Should states and counties push back against local governments to crack open more options for housing? Will that be counterproductive? How much do multiyear litigation strategies by “Neighborhood Defenders” affect new housing production in tight markets?
A recent post in the DCist blog written by Ally Schweitzer got a lot of traffic from the housing, transportation and urbanist communities, who debated this nuanced question. A zoning battle ten years ago in the affluent Maryland suburb of Silver Spring was so contentious it’s still hot as a coal today and provides the infrastructure for this debate.
“Fights like this play out every day in cities and suburbs across the country, “ Schweitzer wrote. “But in the D.C. region, where local governments are struggling to address a severe housing shortage that is driving up prices, elected officials are under growing pressure to push back against civically engaged homeowners who mobilize against new housing construction. Montgomery County, an affluent D.C. suburb that has experienced transformative growth and demographic change in the last 30 years, exemplifies how hard that can be.”
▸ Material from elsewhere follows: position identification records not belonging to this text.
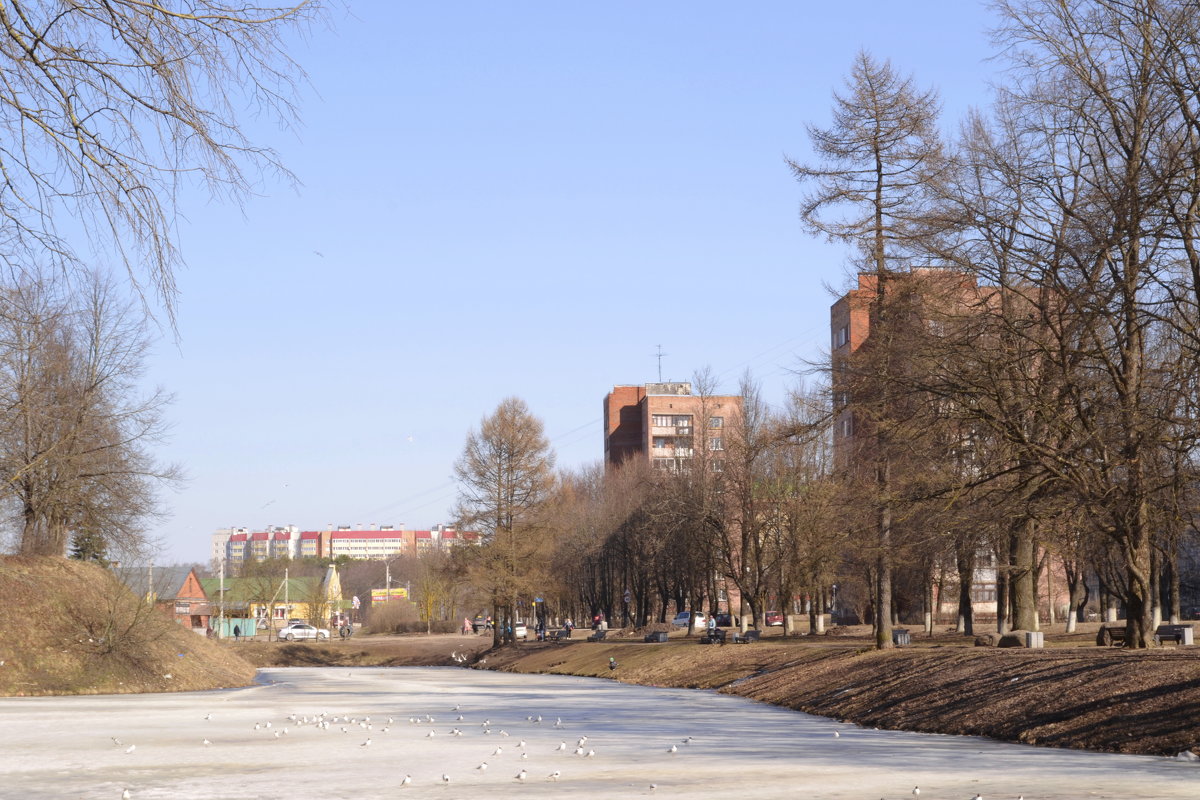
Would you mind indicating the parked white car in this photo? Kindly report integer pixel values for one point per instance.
(301, 631)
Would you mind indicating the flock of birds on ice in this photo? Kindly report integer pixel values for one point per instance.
(504, 751)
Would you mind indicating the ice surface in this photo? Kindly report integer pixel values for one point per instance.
(64, 746)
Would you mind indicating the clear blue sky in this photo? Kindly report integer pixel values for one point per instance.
(517, 198)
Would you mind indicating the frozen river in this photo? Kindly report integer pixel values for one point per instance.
(304, 733)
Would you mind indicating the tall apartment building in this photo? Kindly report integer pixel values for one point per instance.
(665, 423)
(947, 293)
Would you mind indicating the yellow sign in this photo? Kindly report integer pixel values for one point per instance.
(383, 595)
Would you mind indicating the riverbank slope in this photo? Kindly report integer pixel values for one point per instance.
(70, 627)
(1080, 697)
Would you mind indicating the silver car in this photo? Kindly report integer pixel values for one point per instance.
(301, 631)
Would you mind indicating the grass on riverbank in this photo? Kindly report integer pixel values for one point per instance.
(69, 627)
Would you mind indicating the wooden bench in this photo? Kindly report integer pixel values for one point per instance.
(1179, 633)
(1115, 633)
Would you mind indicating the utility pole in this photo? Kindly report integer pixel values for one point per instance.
(221, 602)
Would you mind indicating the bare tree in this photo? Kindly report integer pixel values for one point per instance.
(111, 107)
(504, 474)
(879, 157)
(75, 431)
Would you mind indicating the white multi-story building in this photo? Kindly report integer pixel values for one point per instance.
(237, 546)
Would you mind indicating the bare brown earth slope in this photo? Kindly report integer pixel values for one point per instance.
(1081, 697)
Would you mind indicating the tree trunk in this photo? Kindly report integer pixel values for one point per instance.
(1024, 584)
(966, 576)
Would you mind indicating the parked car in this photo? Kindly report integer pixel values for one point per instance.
(301, 631)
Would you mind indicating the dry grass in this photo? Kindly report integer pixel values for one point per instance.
(69, 627)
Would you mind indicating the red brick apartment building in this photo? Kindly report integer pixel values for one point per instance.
(665, 422)
(948, 293)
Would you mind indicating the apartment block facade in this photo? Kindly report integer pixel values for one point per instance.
(665, 425)
(235, 546)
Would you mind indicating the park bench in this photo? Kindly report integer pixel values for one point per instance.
(1114, 633)
(1179, 633)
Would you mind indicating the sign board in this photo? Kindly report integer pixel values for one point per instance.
(383, 595)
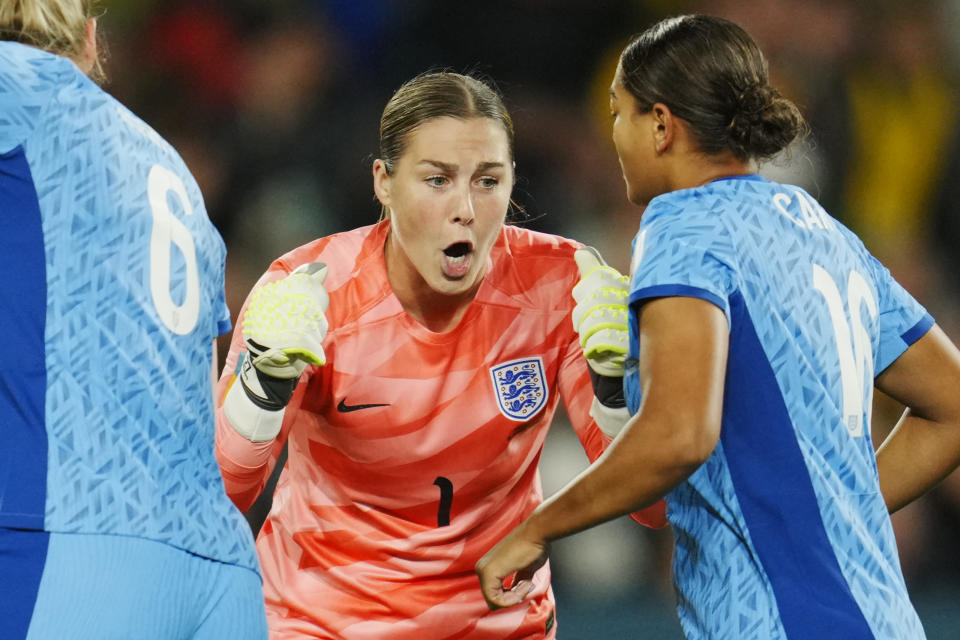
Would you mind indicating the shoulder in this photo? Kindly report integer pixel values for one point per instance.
(535, 268)
(30, 79)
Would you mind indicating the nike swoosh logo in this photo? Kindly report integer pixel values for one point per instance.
(343, 407)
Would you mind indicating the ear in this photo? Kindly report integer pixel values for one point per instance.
(381, 182)
(664, 127)
(88, 57)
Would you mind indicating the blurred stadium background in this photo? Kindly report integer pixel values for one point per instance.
(275, 106)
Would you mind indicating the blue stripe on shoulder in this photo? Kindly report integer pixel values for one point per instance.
(674, 290)
(918, 330)
(777, 498)
(23, 556)
(23, 388)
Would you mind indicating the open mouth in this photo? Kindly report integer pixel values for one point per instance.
(456, 259)
(457, 250)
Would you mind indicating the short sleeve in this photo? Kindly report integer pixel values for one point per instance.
(678, 252)
(903, 320)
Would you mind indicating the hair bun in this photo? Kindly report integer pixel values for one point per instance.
(763, 122)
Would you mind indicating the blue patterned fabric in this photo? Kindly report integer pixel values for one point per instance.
(112, 293)
(783, 532)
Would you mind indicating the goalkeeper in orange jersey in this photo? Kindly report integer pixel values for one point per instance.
(413, 368)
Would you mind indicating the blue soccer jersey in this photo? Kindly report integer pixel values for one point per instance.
(112, 293)
(783, 532)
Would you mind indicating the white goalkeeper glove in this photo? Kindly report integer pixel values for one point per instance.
(283, 328)
(600, 318)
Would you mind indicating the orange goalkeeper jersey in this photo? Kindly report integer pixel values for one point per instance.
(411, 453)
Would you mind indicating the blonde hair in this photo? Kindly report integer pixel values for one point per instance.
(56, 26)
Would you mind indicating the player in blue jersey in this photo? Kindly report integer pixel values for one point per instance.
(114, 522)
(759, 327)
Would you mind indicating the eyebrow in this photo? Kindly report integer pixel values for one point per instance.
(452, 168)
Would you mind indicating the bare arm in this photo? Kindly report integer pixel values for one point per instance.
(682, 367)
(924, 447)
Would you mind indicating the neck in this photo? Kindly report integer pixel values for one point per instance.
(704, 169)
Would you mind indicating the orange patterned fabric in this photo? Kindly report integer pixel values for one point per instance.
(409, 454)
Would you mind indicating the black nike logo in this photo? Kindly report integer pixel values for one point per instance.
(343, 407)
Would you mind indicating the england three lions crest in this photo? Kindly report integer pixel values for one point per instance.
(521, 387)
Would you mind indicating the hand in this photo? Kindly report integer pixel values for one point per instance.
(600, 316)
(283, 327)
(521, 552)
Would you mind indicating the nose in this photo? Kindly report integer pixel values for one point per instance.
(463, 211)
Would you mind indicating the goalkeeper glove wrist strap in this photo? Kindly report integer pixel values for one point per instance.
(266, 392)
(608, 390)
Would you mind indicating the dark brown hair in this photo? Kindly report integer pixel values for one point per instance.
(711, 74)
(434, 95)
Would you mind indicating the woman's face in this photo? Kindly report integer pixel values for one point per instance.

Jenny Schuetz, a senior fellow at the Brookings Institution who examines the national housing shortage in her book Fixer-Upper: How to Repair America’s Broken Housing Systems, told Schweitzer: “We have this system where local governments are the gatekeepers for new housing production…local governments, in turn, have outsourced a lot of their authority to existing residents, so existing homeowners in particular have essentially veto power over proposals to build new housing.”
Upzoned host Abby Kinney and her guest, Strong Towns Content Manager Jay Stange, discuss how to respect local neighborhood’s choices about where and how new housing options should be considered in tight markets. Top down solutions rarely work, but change has to be greater than zero or communities will stagnate.